I think it's strange that anyone says there's a "startup culture" at Yahoo... given that Silicon Valley generally thinks of Yahoo as a place where startups go to die. Whenever Yahoo has acquired a cool startup -- it's pretty rare for Yahoo to figure out what to do with it. Del.icio.us is dead. JumpCut is dead. Flickr isn't dead, but it's not exactly innovating much anymore.... Etc, etc. So Yahoo really doesn't have too much reasoning behind its "startup culture" excuse -- unless by "startup culture" critics are actually saying that Yahoo has an insane burn rate, no clear direction so that it's constantly pivoting, and that it's looking for some kind of big exit strategy. Okay, if that's the definition of a startup culture, then Yahoo has it in spades.
Dunno, Kim. Not saying that taking the helm of Yahoo was an easy job, but Bartz had some clear issues in terms of setting a cogent strategy for Yahoo. I suppose we'll see whether her absence produces any meaningful progress. If not, I guess you could be proven right.
Not a very classy situation at all. It's pretty clear the board ended up not liking Bartz, but it seems the reason given for firing her was a failure to meet targets it's not clear anyone else would have met.
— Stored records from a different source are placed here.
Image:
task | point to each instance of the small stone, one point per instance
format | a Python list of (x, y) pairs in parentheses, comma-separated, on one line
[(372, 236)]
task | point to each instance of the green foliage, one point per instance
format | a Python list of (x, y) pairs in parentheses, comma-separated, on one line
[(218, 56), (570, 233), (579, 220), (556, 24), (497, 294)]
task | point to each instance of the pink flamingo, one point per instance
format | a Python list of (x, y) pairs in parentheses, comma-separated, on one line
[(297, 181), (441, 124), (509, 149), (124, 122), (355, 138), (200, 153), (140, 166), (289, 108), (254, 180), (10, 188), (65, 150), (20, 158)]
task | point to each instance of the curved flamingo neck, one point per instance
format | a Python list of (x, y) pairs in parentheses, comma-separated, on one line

Yesterday, amid all the noise around the abrupt firing of Yahoo CEO Carol Bartz: Enter the Jerry.
That would be Yahoo co-founder and director Jerry Yang, who appears to have emerged rather prominently again, after a long period of being mostly out of the limelight at the company.
After he - and not interim CEO Tim Morse - led both the meetings of top VPs and also its all-hands employee meeting, tongues were wagging all over the company and also outside it about whether Yang would be returning to run the company.
The article goes on to say that it doesn't look like he'll be returning to lead the company, but even the idea that he could still have much influence is frightening after he dropped the ball as hard as he did.
Some reporters and bloggers played up the fact that Bartz was fired not in person but on the phone. She subsequently wrote a quick email to the entire Yahoo organization to let them know this had happened.
The Yang story always gives me goose bumps. I can't imagine how Yang must have felt in the end, as he was forced to concede he'd overplayed his hand and in doing so lost the opportunity of a lifetime.
And Microsoft, some say, is "pleased as punch" that it didn't do the deal, since Yahoo's stock didn't rise very much over the last couple of years, justifying those who refused to reopen negotiations.
It seemed pretty clear back in 2008 when Jerry Yang took the stage at the Web 2.0 Summit that he regretted his decision re: Microsoft. He knew he screwed up.
On Microsoft, Yang said both sides were to blame for not coming together. "To this day, I'd say the best thing for Microsoft is to buy Yahoo. I don't think it's a bad idea at all at the right price... whatever the price is," said Yang.
"We were willing to sell the company... They walked away from a public offer. We were ready to negotiate. We wanted to negotiate a deal. We felt we weren't that far apart. At the end of the day they were through and since have been very clear that they don't want to buy the company."
Yang claims Yahoo went back to Microsoft, willing to take its offer, but at that point the company had lost interest. "We said, look, even at the price you were suggesting, do you want to do the deal? They said no."
Too little, too late, and the company is now worse off than ever.